Which is to say that even the only sure thing in life is still infinitely unknowable. 

And yet.  We bash our thick skulls against the wall that is uncertainty, begging it to be other than what it is.  Uncertainty is uncomplicated, plain and undeniable, and yet we beg it to alter itself, to give us a hint, to show us its hand before we have to play the game.  We human beings, with all of our biology and chemistry and philosophy and sociology are always trying to bend uncertainty to our will, to make it its opposite, to make it certain.
It will not be certain,  nothing will.  Not even in death will the certainty we strive for wash over us like a cooling balm.

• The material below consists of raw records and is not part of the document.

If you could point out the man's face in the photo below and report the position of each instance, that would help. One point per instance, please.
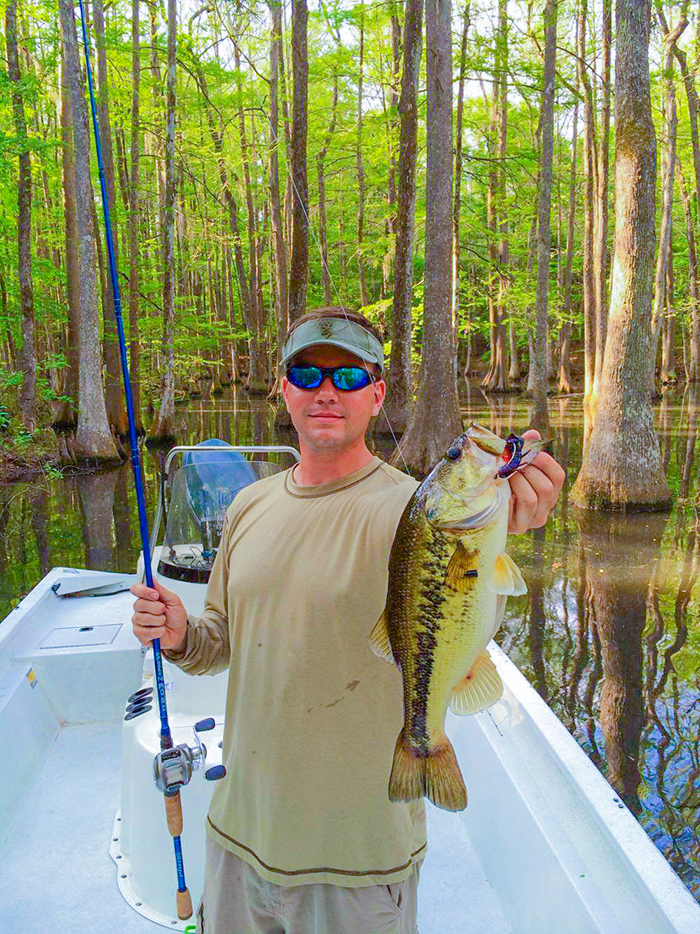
(328, 418)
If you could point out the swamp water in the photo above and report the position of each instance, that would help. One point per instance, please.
(609, 632)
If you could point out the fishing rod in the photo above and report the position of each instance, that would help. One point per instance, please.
(173, 766)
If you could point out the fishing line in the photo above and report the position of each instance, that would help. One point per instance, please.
(166, 741)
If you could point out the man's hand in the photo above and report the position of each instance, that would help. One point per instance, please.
(534, 491)
(158, 614)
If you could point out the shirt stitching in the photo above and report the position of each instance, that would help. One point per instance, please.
(298, 872)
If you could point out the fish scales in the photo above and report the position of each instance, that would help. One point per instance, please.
(448, 577)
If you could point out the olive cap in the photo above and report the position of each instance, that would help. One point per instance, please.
(336, 332)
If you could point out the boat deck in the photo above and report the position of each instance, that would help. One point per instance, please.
(57, 874)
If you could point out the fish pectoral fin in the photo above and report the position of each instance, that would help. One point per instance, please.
(461, 573)
(379, 640)
(507, 578)
(478, 689)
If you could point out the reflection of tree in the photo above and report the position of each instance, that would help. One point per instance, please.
(96, 492)
(618, 589)
(538, 620)
(691, 401)
(124, 552)
(40, 522)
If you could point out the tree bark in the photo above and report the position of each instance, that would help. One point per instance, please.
(114, 392)
(67, 415)
(93, 439)
(623, 435)
(279, 245)
(299, 267)
(496, 378)
(164, 425)
(671, 126)
(322, 219)
(540, 413)
(27, 356)
(458, 174)
(600, 249)
(589, 161)
(257, 381)
(565, 342)
(436, 418)
(364, 295)
(693, 280)
(399, 398)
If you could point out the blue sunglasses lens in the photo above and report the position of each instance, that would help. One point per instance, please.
(305, 377)
(345, 378)
(350, 377)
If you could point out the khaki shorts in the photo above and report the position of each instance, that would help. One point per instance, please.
(239, 901)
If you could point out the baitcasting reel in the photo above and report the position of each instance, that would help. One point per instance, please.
(173, 768)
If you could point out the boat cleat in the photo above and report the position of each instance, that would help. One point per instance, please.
(173, 768)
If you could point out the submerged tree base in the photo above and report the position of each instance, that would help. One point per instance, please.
(614, 490)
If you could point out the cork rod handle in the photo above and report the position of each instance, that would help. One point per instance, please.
(173, 812)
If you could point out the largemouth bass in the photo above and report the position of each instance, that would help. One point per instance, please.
(449, 579)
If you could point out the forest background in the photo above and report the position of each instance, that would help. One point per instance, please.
(264, 159)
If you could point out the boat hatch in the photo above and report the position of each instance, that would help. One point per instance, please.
(200, 492)
(71, 637)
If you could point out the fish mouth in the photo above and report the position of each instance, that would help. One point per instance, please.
(483, 517)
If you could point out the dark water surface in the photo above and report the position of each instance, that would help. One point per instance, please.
(608, 632)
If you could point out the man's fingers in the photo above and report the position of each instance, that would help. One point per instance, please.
(524, 504)
(149, 607)
(545, 497)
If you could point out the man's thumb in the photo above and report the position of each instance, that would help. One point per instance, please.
(167, 596)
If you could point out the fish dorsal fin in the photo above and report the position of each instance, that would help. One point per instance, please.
(507, 578)
(461, 573)
(479, 689)
(379, 640)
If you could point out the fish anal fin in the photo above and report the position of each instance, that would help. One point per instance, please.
(479, 689)
(461, 573)
(379, 640)
(507, 578)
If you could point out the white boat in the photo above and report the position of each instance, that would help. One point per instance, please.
(545, 846)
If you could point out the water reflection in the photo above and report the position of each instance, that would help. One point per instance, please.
(608, 633)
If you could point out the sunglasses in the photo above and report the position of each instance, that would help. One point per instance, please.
(345, 378)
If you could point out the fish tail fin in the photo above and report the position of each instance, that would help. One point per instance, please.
(444, 784)
(408, 772)
(437, 776)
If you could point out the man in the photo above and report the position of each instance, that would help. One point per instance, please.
(301, 835)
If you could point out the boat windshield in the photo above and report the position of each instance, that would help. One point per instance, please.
(200, 492)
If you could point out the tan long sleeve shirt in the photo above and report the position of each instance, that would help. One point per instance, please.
(312, 715)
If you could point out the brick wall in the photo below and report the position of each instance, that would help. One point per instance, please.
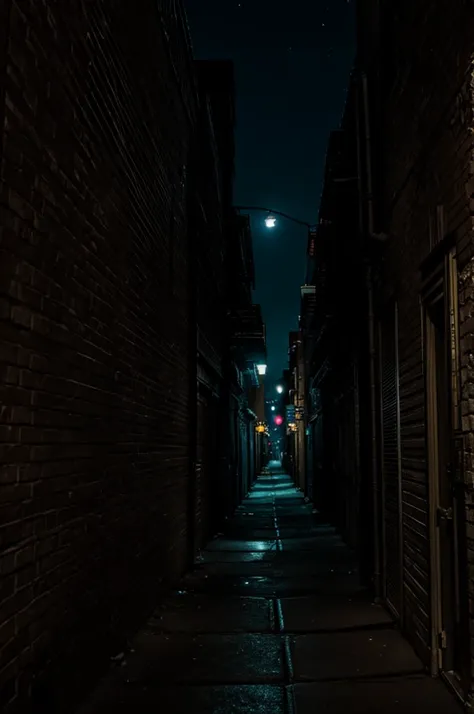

There is a Talking Heads song in this vein:
Heaven, Heaven is a place; A place where nothing, Nothing ever happens
The song goes on to describe common situations repeating themselves endlessly for all eternity in heaven.  This song generally makes me cry, because I can understand the appeal of imagining a heaven where nothing ever changes, where nothing happens.  The sweet embrace of absolute certainty.

Thursday, March 05, 2015

What do you want to do?


I keep thinking about what someone recently said, about the biological motivations of creatures in comfort and creatures in discomfort: creatures in discomfort seek infamy and I immortality, creatures in comfort reproduce.  I no longer seek immortality or infamy; it is time for me to find a comfortable spot to settle in.  It is time for me to finally answer the question of what it is I want to do with my one wild and precious life. 
Who do I want to be?
Pressing up against that question is uncomfortable.  It makes me want to run and fill my mind with nothings.  I don’t want to work very hard…I want to live simply and happily.  That has always been my answer, and I thought I was moving towards it, but now I am not so sure.    
If I have to chose, career or family, which do I want?  All of this must be decided, of course, within the new context that nothing in sure, nothing is secure.  There are no guarantees in life, and I have seen that every step.  Marriages end, loved ones die, friends fade away or stop speaking.  Nothing in life is certain but it’s own ending, and even that is bathed in rich uncertainty. 
I used to say I wanted to be the chair of the Federal Reserve, but now I know that was never true.  I never really truly wanted infamy, I don’t think.  I just saw it as a short cut to love I didn’t trust myself to find on my own, be worthy of on my own.  So I sought stages, platforms, used my mouth as a bullhorn.  All in the pursuit of the love I didn’t feel worthy of. 
But that’s changing, and I do believe I am capable and worthy of a great, safe love.  I dearly, truly, whole-heartedly hope it is right in front of me, and that all I have to do is move forward into it.  And so again I dive in head first, head finally cleared of the concussion I earned from my last dive.  Fingers crossed, I make the next series of life-changing, future altering choices that push and pull and tear at the fragile fabric of normalcy, reminding me that it is only a thin veneer covering the chaos and turbulence of real life, of living actively and with awareness. 
What is it you plan to do with your one wild and precious life?
I want to live it with only a little fear, I want to push at the seams and the boundaries and find territories others were not willing to visit.  But I want to find them within myself.  There is no great exploration to be had outside of me.  The world is replete with the footprints of the explorers who’ve already come through.  What wilderness is left exists within my own mind, within whatever makes up a soul.  That is where my infamy can live.